3. Generative

Deadline and Submission

16.nov (sunday)

Commits until 23:59

Submission the GitHub Pages' Link via insper.blackboard.com.

This is a open themed project where you will explore generative models, the only mandatory point is to use Stable Diffusion. In this project, you can choose work a framework to work with generative models, such as Text to {Image, Video, Audio}, vice-versa, or other combinations.

A suggestion of platform to explore is Comfy UI, which is an open-source platform for building and deploying generative AI models. It provides a user-friendly interface and tools to create, train, and deploy models for various generative tasks. Also, it supports a wide range of generative models, including text-to-image, image-to-image, and more.

Build on pipeline using generative models. You can start from templates available in Comfy UI or create your own from scratch. You can also explore other platforms or frameworks if you prefer.

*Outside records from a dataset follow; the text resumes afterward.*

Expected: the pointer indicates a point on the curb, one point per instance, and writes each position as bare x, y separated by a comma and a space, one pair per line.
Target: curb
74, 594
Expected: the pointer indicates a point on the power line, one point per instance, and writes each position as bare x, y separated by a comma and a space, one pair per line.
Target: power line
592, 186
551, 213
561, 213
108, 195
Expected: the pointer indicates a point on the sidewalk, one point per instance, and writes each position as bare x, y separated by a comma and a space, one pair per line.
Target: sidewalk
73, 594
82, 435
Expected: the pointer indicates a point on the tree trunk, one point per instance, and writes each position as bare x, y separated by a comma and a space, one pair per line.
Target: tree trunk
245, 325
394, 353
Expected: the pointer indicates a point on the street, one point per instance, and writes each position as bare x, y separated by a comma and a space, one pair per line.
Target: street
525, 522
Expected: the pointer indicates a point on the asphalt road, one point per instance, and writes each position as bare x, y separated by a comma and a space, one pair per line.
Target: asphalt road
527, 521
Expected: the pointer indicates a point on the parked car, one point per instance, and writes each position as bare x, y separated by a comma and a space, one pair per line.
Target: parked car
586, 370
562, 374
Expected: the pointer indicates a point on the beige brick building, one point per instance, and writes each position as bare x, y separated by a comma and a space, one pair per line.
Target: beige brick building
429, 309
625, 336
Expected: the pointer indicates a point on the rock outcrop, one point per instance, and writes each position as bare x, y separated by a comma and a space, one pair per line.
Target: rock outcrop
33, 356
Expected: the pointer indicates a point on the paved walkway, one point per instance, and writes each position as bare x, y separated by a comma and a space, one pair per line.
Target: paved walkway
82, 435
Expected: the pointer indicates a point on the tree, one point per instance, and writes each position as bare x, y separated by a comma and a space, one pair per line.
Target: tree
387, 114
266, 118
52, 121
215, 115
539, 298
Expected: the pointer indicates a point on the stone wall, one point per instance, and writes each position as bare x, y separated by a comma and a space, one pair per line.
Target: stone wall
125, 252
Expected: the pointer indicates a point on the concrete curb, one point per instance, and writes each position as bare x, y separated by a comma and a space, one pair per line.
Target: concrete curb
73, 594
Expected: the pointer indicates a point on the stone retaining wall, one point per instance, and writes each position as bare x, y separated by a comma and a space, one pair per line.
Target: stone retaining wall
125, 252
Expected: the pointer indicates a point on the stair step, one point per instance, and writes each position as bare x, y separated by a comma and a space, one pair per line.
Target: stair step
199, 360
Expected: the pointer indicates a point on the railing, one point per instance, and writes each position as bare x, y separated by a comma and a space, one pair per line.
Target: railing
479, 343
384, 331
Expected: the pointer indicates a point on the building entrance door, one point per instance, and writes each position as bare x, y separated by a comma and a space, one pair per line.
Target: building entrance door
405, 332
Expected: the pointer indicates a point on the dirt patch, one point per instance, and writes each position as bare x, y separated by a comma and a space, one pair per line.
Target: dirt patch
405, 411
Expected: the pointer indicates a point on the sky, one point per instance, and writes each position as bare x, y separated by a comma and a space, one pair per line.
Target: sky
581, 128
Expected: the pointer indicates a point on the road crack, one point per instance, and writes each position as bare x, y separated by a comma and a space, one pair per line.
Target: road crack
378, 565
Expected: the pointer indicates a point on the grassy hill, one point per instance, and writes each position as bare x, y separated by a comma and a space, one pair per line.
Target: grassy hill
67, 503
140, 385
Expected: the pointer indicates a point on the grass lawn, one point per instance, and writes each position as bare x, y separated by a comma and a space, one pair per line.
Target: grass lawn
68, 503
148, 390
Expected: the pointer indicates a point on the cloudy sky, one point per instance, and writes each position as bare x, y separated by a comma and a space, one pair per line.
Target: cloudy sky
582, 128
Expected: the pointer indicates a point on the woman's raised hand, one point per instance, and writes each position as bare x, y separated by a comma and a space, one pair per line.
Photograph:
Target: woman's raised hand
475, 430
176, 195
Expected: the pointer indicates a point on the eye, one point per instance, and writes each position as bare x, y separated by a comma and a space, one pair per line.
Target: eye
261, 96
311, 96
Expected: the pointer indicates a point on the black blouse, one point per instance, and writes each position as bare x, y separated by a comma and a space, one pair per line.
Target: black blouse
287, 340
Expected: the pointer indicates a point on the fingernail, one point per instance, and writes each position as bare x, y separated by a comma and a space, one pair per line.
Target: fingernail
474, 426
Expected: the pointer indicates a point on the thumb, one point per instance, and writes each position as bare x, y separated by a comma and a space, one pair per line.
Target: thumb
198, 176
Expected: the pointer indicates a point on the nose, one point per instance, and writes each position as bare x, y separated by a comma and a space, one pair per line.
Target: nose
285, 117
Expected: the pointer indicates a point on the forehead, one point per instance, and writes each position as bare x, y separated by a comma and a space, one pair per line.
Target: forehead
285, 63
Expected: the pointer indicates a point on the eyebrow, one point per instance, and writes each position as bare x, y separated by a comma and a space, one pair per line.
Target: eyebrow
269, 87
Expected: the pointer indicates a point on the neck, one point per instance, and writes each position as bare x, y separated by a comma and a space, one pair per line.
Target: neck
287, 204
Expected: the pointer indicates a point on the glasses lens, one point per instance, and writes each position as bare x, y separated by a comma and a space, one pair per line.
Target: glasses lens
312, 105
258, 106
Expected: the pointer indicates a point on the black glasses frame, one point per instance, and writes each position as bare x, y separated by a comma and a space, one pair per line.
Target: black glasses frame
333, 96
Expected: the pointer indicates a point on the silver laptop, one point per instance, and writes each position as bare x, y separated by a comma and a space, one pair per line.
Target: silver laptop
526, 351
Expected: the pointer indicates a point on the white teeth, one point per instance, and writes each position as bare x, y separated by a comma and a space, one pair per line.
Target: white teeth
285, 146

For example, you can create a text-to-image pipeline that generates images based on textual descriptions. So, you have to explain the architecture of the models used, the connections between them, and the results obtained. You can also explore other combinations, such as image-to-text, video-to-audio, etc.

Criteria

Criterion	Description
I	- Delivery of none or incomplete project.
D	- Delivery of a basic project with errors; - OR, explanation of the model architecture is missing.
C	- Delivery of one implementation (Image2Video, Video2Image, etc.) with correct model architecture explanation. - At least, 5 examples of input-output pairs (different parameters).
B	- Delivery of two implementations (Image2Video, Video2Image, etc.) with correct model architecture explanation and its respective input-output pairs.
A	- Delivery of B. - Additional use of LoRA, ControlNet, or other advanced techniques.

A half-grade will be added or subtracted based on the quality of the report, examples provided and creativity of the project.

Reports and Examples

In your submission, include a report explaining the architecture of the models used, the connections between them, and the results obtained. For example, you can include diagrams or flowcharts to illustrate the pipeline, and, explain the blocks involved with its contribution to the overall system.

In case of not explaining the architecture and the models used and ALL this blocks, the maximum grade will be C.

No Free Lunch

Take care with cost of the models. Avoid using paid services or APIs that require payment. The project should be developed using free and open-source tools and platforms.